Skip to content
Ankit Tomar
Ankit Tomar

AI Products

  • AIML
  • Product Management
  • Interview Prep
    • Data Science Interview Questions and Answers
  • Books
  • Blog
    • Generic
    • GenAI
    • Data Pipeline
    • Education
    • Cloud
    • Working in Netherlands
  • About Me
Schedule
Ankit Tomar

AI Products

8. Encoding Categorical Variables

Ankit Tomar, June 25, 2025June 24, 2025

Great job sticking through the foundational parts of ML so far. Now let’s talk about something crucial — how to handle categorical variables. This is one of the first real technical steps when working with data, and it can make or break your model’s performance.


🧠 Why Do We Need Encoding?

Here’s a simple truth: machines don’t understand words — they only work with numbers. Whether it’s a linear model doing math or a deep learning model crunching through matrices, everything boils down to numbers.

So, whenever your dataset has text — like country names, colors, product types, etc. — you need to convert those into numbers.

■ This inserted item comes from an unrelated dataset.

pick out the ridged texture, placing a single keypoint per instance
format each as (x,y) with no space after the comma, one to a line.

That process is called encoding.


🔍 But First: What Types of Categorical Variables Are There?

Before we jump into encoding techniques, let’s understand the different types of categorical variables you’ll come across:


1. Nominal Variables

These are just names or labels — no order or ranking.
👉 Example: {India, Netherlands, Germany}
There’s no “greater” or “lesser” here — they’re just categories.


2. Ordinal Variables

These have a natural order or ranking.
👉 Example: {Low, Medium, High} or {High School, Graduate, Postgraduate}
In this case, order does matter — but the gap between levels isn’t always consistent.


3. Cyclical Variables

These repeat in a cycle — like months or hours.
👉 Example: Day of Week, Hour of Day
Here, the end connects back to the beginning, so treating them as just numbers can mislead your model.


4. Binary Variables

Only two categories — usually yes/no or true/false.
👉 Example: {Male, Female}, {Yes, No}
These are the easiest to convert into numbers — just use 0 and 1.

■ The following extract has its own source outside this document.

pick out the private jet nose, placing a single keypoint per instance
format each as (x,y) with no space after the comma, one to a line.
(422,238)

🔧 So, How Do We Encode These?

Let’s look at the most common methods you can use to convert these variables into machine-friendly formats.


1. One-Hot Encoding (OHE)

This is the most popular method. It creates a new column for each category with a 1 or 0 depending on whether that row belongs to the category.

📌 Example:

Country: India → [1, 0, 0]
Country: Netherlands → [0, 1, 0]
Country: Germany → [0, 0, 1]

✅ Pros:

  • Simple and widely used.
  • Keeps categories separate.

❌ Cons:

  • If you have 1000 categories? Boom — 1000 new columns. High-dimensional data = more complexity.

Best for: Nominal data with fewer unique values.


2. Label Encoding

This method assigns a number to each category (like 0, 1, 2…).

📌 Example:

Education Level: High School → 0, Graduate → 1, Postgraduate → 2

✅ Pros:

  • Compact and simple.
  • Works great for tree-based models like Random Forest.

❌ Cons:

  • Can confuse linear models into thinking “Postgraduate” is twice as good as “Graduate.”

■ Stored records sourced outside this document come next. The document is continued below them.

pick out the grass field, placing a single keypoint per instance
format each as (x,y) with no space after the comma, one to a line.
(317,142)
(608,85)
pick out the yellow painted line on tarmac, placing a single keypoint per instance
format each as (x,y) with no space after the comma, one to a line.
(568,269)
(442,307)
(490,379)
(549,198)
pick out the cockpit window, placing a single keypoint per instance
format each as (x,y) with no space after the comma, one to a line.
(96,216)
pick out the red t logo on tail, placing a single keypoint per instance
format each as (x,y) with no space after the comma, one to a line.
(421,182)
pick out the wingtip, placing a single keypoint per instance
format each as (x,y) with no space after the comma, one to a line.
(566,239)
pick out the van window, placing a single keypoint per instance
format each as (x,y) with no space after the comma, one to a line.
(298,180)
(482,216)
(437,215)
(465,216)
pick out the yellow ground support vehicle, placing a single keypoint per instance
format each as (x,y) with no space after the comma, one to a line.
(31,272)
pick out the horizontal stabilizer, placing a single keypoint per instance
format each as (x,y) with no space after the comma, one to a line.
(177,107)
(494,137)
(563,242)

Best for: Ordinal data or when using tree-based models.


3. Target Encoding

This one is a bit advanced — it replaces a category with the average value of the target for that category.

📌 Example:

If you’re predicting customer purchases and “Region A” has an average conversion of 0.45, you’ll replace “Region A” with 0.45.

✅ Pros:

  • Very useful for high-cardinality data (like product IDs).

❌ Cons:

  • Risk of overfitting! Make sure you use proper validation techniques.

Best for: When you have many unique categories (like zip codes, product IDs).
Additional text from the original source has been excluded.